$10$ Distinct Integers from a set and their sum equals to $954$ $10$ distinct integers from the set $ \left \{1;2;...;100  \right \} $ are chosen such that their sum is $954$. What is the smallest of the $10$ integers?
How do I start this question? I have no idea what to do unless by using brute force.
 A: The sum $100+99+\dotsb+91$ is $955$ so the $10$ integers can be only $100,99,\dotsc,92,90$.
A: Try starting with the sum $100+99+98+...$.
A: Let's call the integers $a_1 < \ldots < a_{10}$. We now $1 \le a_i \le 100$ and $\sum_i a_i = 954$. That is the mean of the integers is $\frac 1{10} \sum_{i=1}^{10} a_i = 95.4$. As the integers are distinct and smaller than $100$, choosing only for of the $a_i$ larger than the mean will not work, as 
$$ 100 + 99 + 98 + 97 + 95 + 94 + 93+ 92 + 91 + 90 = 949 < 954 $$
so $5$ of the $a_i$ must be larger then $95.4$. Hence $a_{10} =100, \ldots, a_6 = 95$. The largest possible sum now is
$$ 100 + 99 + 98 + 97 + 96+ 95 + 94 + 93+ 92 + 91  = 955 $$
Hence, we must reduce one $a_i$ by 1, but there is only one possibility, as the $a_i$ have to be distinct. Hence $a_1 = 90$.  

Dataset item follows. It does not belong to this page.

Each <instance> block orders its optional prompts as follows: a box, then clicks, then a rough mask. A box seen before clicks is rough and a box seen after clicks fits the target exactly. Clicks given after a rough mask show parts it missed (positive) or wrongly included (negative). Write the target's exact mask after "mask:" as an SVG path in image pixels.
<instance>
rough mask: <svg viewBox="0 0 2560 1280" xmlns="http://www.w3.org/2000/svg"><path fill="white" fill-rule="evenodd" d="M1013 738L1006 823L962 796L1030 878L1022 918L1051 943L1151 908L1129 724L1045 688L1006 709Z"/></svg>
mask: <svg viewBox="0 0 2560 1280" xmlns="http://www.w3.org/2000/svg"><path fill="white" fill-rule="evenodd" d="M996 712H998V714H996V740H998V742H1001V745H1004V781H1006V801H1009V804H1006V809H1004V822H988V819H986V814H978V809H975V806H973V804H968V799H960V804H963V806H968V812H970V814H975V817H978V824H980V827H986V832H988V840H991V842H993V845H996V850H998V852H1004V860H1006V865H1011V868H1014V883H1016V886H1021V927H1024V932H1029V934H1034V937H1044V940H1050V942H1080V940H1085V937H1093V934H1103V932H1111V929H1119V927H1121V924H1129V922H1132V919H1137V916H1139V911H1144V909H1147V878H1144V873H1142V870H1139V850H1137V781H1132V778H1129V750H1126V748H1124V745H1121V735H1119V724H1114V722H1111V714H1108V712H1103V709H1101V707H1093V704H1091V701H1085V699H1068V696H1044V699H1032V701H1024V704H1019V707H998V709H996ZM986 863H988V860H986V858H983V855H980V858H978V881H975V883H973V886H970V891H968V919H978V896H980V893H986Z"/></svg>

A: You can use an extension of Goldbach Conjecture to reach your sum. 
Every number between $1$ to $1000$ can be represented as a sum of distinct '$n$' primes > 2 and less than 100. That is the most easiest and the shortest way of reaching $954$, because we have around 30 of them between 1 and 100.